Hier ein Rezept, das ich sehr empfehlen kann:

Bosses Hecht

1 Hecht, ca. 2,5 kg, küchenfertig 
1 Zitrone(n), nur den Saft 
30 gButter 
4 Tomate(n), gewürfelt 
1 BundPetersilie, gehackt 
1 Zwiebel(n), gewürfelt 
Senf, 
süßer 5 EL Curry - Ketchup 
200 ml Sahne 
100 ml Milch 
Salz, Pfeffer 

Den Hecht abspülen und trocken tupfen, mit dem Saft der Zitrone beträufeln, salzen und pfeffern.

Eine Fettpfanne diagonal mit Butterstückchen auslegen, darauf Zwiebel- und Tomatenwürfel verteilen sowie gehackte Petersilie.

Den Hecht mit der Bauchseite auf das Gemüsebett setzen, anschließend mit süßem Senf und Curry-Ketchup bestreichen, im vorgeheizten Backofen auf der 2. Schiene von unten bei 160 – 180 °C etwa 50 bis 55 Minuten garen.

Sahne und Milch vermischen, den Fisch ab und an während des Garens damit beträufeln, erstmals nach etwa 15 Minuten, wenn der Fisch beginnt, trocken zu werden.

Den Fisch auf einer vorgewärmten Platte anrichten. Die Sauce mit dem Gemüse in einer Sauciere extra dazu reichen und mit Salzkartoffeln und Salat servieren.


----------



## Bondex (2. Oktober 2004)

*AW: Hechtrezepte*

@all
Besten Dank für Eure Hilfe.
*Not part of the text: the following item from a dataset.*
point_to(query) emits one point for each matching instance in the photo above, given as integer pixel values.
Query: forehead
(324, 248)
Bei den ganzen Rezepten kann ich mich gar nicht entscheiden


----------



## Alexander2781 (2. Oktober 2004)

*AW: Hechtrezepte*

Das folgende Rezept habe ich aus unserem Kochbuch „Fisch schmeckt auf 1000-und-eine-Art“ rausgeschrieben. Wir haben dieses Rezept „Hecht badische Art“ schon öfters ausprobiert und ich kann Euch sagen, es ist wirklich sehr lecker!!!
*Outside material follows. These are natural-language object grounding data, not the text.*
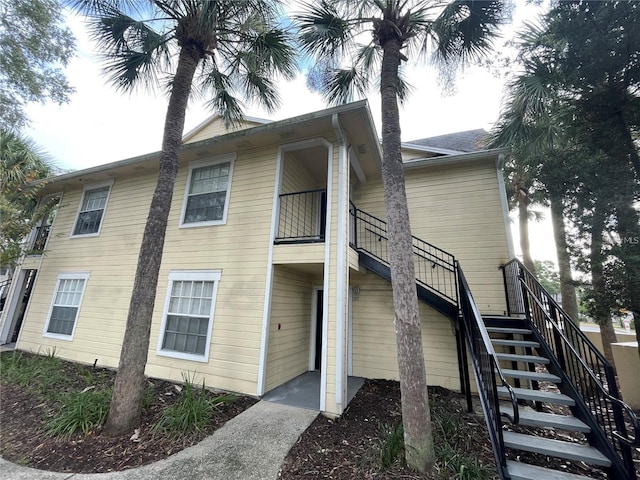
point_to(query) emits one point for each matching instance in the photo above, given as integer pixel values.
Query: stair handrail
(422, 250)
(552, 324)
(487, 369)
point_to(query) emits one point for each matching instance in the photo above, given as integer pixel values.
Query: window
(66, 305)
(208, 188)
(92, 206)
(188, 315)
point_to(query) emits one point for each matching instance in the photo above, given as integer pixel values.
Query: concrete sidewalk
(251, 446)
Man braucht für dieses Rezept folgende Zutaten:

300 g durchwachsener Speck
100 g Butter oder Magerine
1/8 l trockenen Weißwein
2 Eßlöffel Semmelbrösel (30 g)
1/2 Teelöffel Fleischextrakt
1 Becher saure Sahne (100 g)
Salz
weißer Pfeffer
Cayennepfeffer

Diese Angaben beziehen sich auf einen Hecht von etwa 1500 g

Vorbereitung: 15 Minuten
Zubereitung: 40 Minuten



Den ausgenommenen und geschuppten Hecht unter kaltem Wasser abspülen und mit Haushaltspapier trockentupfen. Innen salzen, die Haut nicht abziehen. Dadurch bleibt das Fischfleisch saftiger. Hecht mit 100 g in dünne Scheiben geschnittenen Speck belegen. Den übrigen durchwachsenen Speck würfeln. In der Fettpfanne glasig werden lassen. Den Fisch reingeben und mit einer in der Pfanne zerlassenen Butter, oder Magarine übergießen. Fettpfanne in den vorgeheizten Ofen schieben. 
Garzeit: 30 Minuten
Elektroherd: 220 Grad
Gasherd: Stufe 5 oder ½ große Flamme
Alle 10 Minuten mit dem Bratfond übergießen. Nach 20 Minuten den Weißwein zugeben. Aus dem Ofen nehmen, mit Semmelbrösel bestreuen.
Noch mal 4 Minuten in den Ofen schieben und überkrusten. Fisch aus der Pfanne heben, auf einer vorgewärmten Platte anrichten und warm stellen. Fleischextrakt in die Soße rühren. Dann kommt die saure Sahne rein. Mit weißem Pfeffer und Cayennepfeffer würzen und  getrennt zum Fisch servieren. Wenn nötig, Fett abschöpfen.
Beilagen: Petersilienkartoffeln mit Butter und Gurkensalat. Getränk: einen trockenen Weißwein
Guten Appetit!


----------



## muddyliz (2. Oktober 2004)

*AW: Hechtrezepte*

Einfach heiß räuchern. Schmeckt besser als jede Forelle und ist auch nicht trocken.


----------



## hechtler (2. Oktober 2004)

*AW: Hechtrezepte*

Hi Boardis,
da ich auch ab und zu einen Hecht zur persönlichen Verwertung mit nach Hause nehme, kann ich euch vielleicht hier einen Link präsentieren, der euch  vielleicht helfen kann auch einen Hecht *Grätenfrei* zu bekommen..viel spaß.....mit bonlessfilet ..ansonsten findet Ihr eine ganz genaue *Bildbeschreibung* in diesem Buch ...
Gruß hechtler


----------



## jurner2000 (6. November 2007)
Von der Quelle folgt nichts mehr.